Noch ist ein Ansatz akzeptabel – formell und materiell – der davon ausgeht, dass durch die nicht Verhinderung der Ausübung des Legalen (weil die Verwendung des Wortes “erlauben” subversiv ist), die Voraussetzung der Bedingung für eine Straftat schaffen würde.

Denn die Legitimierung eines solchen Vorgehens könnte so weit gehen, den sogenannten Samstagabend-Massakern entgegenzuwirken, indem Jugendlichen unter einem bestimmten Alter verboten wird, nach 20.00 Uhr das Haus zu verlassen. Oder das Verringern der Plage der sexuellen Gewalt, indem Sie Frauen zwingen, nicht allein auszugehen.

Es ist der Staat, der vom Volk Befugnisse erhält, und nicht das Volk, das Zugeständnisse vom Staat erhält. Und in einer Demokratie, in einem Rechtsstaat darf das Volk nicht wie ein dummes Kind behandelt werden.

Und es kann gewiss nicht als legitim angesehen werden, wenn ständig behauptet wird, als wäre es ein Beweis dafür, dass ein ganzes Volk sich für unfähig halten muss, wenn es frei bleibt, wie es die Verfassung verlangt, spontan und bewusst alles Vernünftige zu tun, um seine eigene Gesundheit und die Gesundheit anderer zu verteidigen.

Die Institutionen können die Bürger legitimerweise zur Zusammenarbeit auffordern, selbst wenn sie spontan ihre Rechte opfern, aber sie können diese Rechte nicht verletzen, weil dies der einfachste Weg ist, keine anderen legitimen und sogar pflichtbewussten Wege zur Lösung von Problemen zu beschreiten.

Alle Energien – moralische, materielle, wirtschaftliche -, die sich dazu verpflichtet haben, fälschlicherweise mit dem Finger auf unschuldige Bürger zu zeigen und sie mit Instrumenten zu verfolgen, die immer unverhältnismäßig (Hubschrauber gegen Badegäste) und manchmal offenkundig unrechtmäßig sind (die Razzien von Menschen und Drohnen in Privathäusern), wurden durch die Suche nach den wahren Ursachen der Ansteckung und die Suche nach legitimen und wirksamen Abhilfemaßnahmen abgelenkt.

Die Achtung der Verfassung und der Gesetze ist ein MUSS der Autorität.

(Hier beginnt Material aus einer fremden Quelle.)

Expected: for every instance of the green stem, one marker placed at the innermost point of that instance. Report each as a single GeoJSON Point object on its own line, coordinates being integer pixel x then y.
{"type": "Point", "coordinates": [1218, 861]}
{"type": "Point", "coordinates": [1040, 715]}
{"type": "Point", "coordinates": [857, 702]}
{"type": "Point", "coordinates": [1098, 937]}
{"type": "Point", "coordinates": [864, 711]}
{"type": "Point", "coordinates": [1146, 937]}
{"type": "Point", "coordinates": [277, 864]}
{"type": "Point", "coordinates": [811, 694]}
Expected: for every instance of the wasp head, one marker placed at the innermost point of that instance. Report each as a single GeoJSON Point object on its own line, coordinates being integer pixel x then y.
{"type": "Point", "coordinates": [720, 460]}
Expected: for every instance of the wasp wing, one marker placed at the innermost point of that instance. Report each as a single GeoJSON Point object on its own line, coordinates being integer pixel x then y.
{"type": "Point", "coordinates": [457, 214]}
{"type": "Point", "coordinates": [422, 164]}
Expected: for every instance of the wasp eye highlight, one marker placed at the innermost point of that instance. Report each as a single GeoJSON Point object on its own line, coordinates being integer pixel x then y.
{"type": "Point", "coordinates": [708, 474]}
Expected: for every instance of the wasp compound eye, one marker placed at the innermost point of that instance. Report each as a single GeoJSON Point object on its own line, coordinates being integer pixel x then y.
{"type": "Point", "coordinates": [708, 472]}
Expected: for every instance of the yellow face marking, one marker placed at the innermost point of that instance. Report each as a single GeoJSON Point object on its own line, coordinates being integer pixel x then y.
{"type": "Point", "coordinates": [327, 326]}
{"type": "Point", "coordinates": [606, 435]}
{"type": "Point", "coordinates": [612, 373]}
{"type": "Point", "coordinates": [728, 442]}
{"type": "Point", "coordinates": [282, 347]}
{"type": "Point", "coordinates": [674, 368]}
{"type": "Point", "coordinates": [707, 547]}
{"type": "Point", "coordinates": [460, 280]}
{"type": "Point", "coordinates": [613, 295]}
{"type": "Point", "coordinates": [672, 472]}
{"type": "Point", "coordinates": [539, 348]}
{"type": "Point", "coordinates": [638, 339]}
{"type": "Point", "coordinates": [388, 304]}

Und wie fast immer trifft auch hier das Gute mit dem Nützlichen zusammen. Denn es ist unwahrscheinlich, dass die Institutionen von den Bürgern noch viel länger Respekt vor illegitimen und dysfunktionalen Regeln erhalten werden. Zwar würden sie leicht weiterhin die konstruktive Zusammenarbeit erreichen, die im Hinblick auf die Achtung der Bürgerrechte und die Anerkennung der Wahrheit der Tatsachen erforderlich ist, aber als Alternative zu praktischen Narrativen, die von einer kranken Beziehung zwischen Bürgern und Institutionen inspiriert sind.

  1. April 2020

Anna Maria Gregori – Richterin am Gerichtshof von Rom

Massimiliano Siddi – Stellvertretender Staatsanwalt am Gericht von Viterbo

Felice Lima – Stellvertretender Generalstaatsanwalt am Berufungsgericht von Messina

Salvatore Cantaro – Magistrat a.D.

Fernanda Cervetti – Magistrat a.D.

Carmen Giuffrida – Magistrat und nationale Expertin, die zum Rat der Europäischen Union abgeordnet ist

Gianluigi Dettori – Richter am Gericht von Cagliari

Anna Maria Torchia – Richterin am Gericht von Catanzaro

Daniela Quartarone – Richterin am Gerichtshof von Bergamo

Luciana Silvestris – Stellvertretende Staatsanwältin am Gericht von Bari Concetta

Maria Ledda – Stellvertretende Generalstaatsanwältin am Berufungsgericht von Catania

Viviana Digesu – Richterin am Gerichtshof von Catania

Axel Bisignano – Stellvertretender Staatsanwalt am Bezirksgericht Bozen

Antonio Giglio – Richter am Gericht von Catanzaro

Maurizio Pascali – Richter am Gerichtshof von Padua

Massimo Zanetti – Direktor des Berufungsgerichts von Perugia

Chiara Capezzuto – Stellvertretende Staatsanwältin am Gericht von Viterbo

Giovanni Benelli – Stellvertretender Staatsanwalt am Gericht von Trient

Massimiliano Radici – Richter am Gericht von Busto Arsizio

Valentina Grosso – Stellvertretende Staatsanwältin am Gericht von Genua”.